# GSD Shot to Death by Chicago Cop



## agilegsds (Dec 31, 2003)

Another police shooting. I saw the dog's pic on the news, he was gorgeous:

http://cbs2chicago.com/local/dog.police.shooting.2.1420392.html


----------



## Mandalay (Apr 21, 2008)

I'm probably going to get torn apart on the board for this, but here goes:


I am not sure who to put more blame on; the owner who should have made sure her gate was locked since she knew it sometimes did not lock becasue of the ice, or the officer who shot a dog who may or may not have been 20 feet or so from her and her dog.

I agree that a 125 lb GSD running at me would be intimidating, but I carry pepper spray, which I think this cop should have had.

What a shame.

(Oh, and I definitely think the cop should be ticketed for having an unlicensed dog, too)


----------



## Jax08 (Feb 13, 2009)

You won't get torn apart from me! I feel so bad for those kids who saw there dog covered in blood. How traumatic that must be for them. I"m a bit peeved at the owners for not making sure their dog couldn't get out. It's a huge dog! People are going to be scared of it if it's charging towards you regardless of its intent. And I'm really peeved at the officer whose first thought was to shoot. 

My understanding is if an officer discharges a service gun then there is an inquiry? Or am I watching to much CSI? Is it only a service gun? Or is it any gun?


----------



## Tbarrios333 (May 31, 2009)

I do realize that some people aren't "dog friendly" and don't know much about them, but seriously? I think that's overkill.

If a bear was charging me I might shoot. If a dog was charging me, I would get some pepper spray or yell and kick at it. Come on. A gun? Really?


----------



## DnP (Jul 10, 2008)

This officer was off duty. Off duty officers do not usually carry pepper spray. And although you may think 20 feet is a lot of distance, it really isn't that far. And she stated she felt threatened and the dog had already attacked her dog. 

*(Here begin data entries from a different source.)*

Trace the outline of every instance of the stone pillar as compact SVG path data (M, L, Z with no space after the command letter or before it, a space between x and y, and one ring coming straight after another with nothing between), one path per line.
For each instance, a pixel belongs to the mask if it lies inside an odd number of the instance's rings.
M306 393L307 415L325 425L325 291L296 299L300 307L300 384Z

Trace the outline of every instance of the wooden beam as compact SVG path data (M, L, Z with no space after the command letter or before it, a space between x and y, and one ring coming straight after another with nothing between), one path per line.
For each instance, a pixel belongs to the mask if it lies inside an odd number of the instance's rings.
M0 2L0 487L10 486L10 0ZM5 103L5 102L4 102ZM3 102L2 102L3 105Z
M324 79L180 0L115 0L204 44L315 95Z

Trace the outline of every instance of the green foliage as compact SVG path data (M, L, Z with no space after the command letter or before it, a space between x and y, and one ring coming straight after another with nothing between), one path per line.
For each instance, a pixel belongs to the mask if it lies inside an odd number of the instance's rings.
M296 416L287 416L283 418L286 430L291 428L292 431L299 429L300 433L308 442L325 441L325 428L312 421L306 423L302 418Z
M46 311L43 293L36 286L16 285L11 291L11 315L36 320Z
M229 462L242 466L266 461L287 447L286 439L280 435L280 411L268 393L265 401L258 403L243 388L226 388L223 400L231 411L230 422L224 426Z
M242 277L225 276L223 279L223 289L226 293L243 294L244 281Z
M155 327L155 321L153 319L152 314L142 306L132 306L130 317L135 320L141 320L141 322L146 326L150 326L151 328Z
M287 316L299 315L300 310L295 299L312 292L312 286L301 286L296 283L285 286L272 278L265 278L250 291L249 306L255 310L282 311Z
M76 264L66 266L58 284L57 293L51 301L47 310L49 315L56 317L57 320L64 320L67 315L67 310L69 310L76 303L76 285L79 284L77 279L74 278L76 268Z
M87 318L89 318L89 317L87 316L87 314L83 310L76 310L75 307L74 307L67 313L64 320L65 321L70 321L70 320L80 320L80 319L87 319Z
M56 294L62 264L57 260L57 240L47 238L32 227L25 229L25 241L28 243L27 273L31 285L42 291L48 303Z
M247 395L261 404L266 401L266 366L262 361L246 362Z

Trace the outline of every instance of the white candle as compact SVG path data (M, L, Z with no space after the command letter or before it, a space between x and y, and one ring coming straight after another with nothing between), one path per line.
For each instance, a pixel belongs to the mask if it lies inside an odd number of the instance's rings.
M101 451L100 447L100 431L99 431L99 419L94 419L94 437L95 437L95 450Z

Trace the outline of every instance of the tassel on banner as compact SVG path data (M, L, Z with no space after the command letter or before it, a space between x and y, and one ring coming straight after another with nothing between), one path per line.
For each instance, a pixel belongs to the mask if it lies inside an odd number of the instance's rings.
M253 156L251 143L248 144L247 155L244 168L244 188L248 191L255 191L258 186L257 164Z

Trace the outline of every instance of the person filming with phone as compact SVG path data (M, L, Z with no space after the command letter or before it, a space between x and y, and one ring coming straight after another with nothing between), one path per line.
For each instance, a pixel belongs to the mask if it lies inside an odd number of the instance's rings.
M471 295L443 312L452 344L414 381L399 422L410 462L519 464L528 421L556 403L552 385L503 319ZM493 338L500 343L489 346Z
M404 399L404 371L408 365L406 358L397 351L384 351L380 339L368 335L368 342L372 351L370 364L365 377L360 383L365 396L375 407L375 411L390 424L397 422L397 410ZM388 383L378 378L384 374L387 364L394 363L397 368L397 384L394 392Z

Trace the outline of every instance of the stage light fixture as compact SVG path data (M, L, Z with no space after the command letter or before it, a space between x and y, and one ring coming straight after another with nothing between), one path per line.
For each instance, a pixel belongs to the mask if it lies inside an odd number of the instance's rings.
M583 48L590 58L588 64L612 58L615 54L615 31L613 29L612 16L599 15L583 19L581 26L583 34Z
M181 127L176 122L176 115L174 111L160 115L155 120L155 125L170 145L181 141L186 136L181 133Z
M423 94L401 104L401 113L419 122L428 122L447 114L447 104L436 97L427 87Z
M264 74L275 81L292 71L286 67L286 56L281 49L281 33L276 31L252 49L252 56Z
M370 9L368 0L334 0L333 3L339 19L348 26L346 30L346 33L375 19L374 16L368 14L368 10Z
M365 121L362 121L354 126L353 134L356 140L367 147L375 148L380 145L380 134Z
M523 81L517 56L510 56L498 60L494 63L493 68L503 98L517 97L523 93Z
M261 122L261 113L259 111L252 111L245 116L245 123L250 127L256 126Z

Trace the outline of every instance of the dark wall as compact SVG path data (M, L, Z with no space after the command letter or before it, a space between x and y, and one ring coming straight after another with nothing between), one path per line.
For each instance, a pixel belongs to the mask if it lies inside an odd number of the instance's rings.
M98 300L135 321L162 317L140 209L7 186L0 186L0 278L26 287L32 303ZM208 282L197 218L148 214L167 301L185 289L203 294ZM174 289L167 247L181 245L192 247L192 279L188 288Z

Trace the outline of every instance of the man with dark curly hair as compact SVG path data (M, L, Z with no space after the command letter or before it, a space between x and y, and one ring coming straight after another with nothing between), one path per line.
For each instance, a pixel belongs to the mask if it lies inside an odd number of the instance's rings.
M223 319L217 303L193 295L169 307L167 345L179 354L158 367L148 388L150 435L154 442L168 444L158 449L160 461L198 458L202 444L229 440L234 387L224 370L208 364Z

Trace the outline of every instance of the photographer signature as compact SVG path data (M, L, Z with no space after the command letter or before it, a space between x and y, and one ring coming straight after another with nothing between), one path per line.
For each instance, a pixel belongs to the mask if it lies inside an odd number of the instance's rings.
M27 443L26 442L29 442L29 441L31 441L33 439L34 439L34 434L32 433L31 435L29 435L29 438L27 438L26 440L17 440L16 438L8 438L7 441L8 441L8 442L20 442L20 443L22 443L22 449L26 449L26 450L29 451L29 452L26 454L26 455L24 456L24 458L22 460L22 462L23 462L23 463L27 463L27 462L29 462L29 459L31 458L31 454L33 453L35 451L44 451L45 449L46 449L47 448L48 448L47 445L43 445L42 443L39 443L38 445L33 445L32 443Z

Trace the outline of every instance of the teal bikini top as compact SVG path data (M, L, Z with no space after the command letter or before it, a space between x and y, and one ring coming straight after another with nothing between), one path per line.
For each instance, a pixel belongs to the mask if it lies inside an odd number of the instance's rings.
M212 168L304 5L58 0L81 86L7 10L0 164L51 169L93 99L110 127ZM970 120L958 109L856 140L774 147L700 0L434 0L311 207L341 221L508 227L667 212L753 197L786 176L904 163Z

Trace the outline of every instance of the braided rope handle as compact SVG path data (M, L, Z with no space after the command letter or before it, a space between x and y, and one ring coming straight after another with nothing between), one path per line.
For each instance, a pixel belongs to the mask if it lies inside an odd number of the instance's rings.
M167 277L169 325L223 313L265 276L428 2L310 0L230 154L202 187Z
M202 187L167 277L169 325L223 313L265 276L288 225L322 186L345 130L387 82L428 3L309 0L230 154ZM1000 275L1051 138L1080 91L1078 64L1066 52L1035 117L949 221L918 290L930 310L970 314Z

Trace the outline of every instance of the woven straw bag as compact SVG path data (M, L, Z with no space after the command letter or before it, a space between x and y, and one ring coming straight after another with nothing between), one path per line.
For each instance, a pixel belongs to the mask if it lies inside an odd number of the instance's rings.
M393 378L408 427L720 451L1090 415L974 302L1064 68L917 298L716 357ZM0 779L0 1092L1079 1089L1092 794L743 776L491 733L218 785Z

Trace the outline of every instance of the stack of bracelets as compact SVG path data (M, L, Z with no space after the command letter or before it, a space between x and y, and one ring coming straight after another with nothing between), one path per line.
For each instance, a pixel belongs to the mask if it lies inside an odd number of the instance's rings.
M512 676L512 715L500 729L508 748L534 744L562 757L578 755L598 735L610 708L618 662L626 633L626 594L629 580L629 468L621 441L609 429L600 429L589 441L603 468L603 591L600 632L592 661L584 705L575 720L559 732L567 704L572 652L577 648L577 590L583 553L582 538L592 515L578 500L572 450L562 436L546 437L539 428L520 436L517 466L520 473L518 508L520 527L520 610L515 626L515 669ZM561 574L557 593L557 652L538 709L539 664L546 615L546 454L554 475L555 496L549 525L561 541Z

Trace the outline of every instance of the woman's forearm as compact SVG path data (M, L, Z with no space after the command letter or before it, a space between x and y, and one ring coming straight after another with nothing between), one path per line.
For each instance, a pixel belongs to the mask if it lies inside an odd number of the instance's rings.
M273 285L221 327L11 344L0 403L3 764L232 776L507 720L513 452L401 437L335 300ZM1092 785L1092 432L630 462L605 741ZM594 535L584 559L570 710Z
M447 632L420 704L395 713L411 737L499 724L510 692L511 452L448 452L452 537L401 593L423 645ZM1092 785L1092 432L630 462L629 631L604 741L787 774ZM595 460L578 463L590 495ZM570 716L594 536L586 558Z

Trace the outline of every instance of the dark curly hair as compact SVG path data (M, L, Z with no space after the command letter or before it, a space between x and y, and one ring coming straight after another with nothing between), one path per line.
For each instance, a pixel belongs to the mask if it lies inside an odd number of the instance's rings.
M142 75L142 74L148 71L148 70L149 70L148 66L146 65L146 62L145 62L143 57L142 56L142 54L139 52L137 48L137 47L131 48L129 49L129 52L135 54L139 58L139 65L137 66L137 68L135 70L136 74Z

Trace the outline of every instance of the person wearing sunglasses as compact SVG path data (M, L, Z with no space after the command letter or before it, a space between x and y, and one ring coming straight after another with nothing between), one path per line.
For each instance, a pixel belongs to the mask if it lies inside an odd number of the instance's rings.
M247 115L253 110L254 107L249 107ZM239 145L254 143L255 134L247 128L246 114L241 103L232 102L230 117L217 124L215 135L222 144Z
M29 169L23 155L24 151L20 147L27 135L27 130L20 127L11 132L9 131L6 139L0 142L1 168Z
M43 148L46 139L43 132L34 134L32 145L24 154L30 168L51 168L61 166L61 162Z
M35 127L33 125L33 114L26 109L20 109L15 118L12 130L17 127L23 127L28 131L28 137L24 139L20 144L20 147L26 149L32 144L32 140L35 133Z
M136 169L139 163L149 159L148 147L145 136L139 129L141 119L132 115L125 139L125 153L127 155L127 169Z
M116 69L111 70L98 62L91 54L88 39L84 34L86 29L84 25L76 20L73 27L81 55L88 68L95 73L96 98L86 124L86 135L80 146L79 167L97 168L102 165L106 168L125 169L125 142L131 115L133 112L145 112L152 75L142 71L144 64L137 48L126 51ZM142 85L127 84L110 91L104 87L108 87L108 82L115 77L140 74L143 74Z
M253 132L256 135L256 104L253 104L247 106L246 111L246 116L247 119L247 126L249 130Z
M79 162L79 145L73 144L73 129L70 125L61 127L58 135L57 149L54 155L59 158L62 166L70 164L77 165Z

We know our dogs, but imagine a 125lb dog snarling or growling at you and advancing and the only weapon you have is a gun. What would you do? Your yelling and kicking will probably not do a whole lot to deter the dog. Not only that, you are worried about your own dog that has already been attacked.


And yes, and inquiry is made every time an officer discharges their weapon both on and off the job.


----------



## shilohsmom (Jul 14, 2003)

Its awful all the way around. The first thing that comes to mind is a short tape that recently was posted on this site...it showed a dog leaping over a car and grabbing a suspect...it took something like two seconds. These dogs can do harm and its our jobs as owners to make sure they aren't put in a position like this. 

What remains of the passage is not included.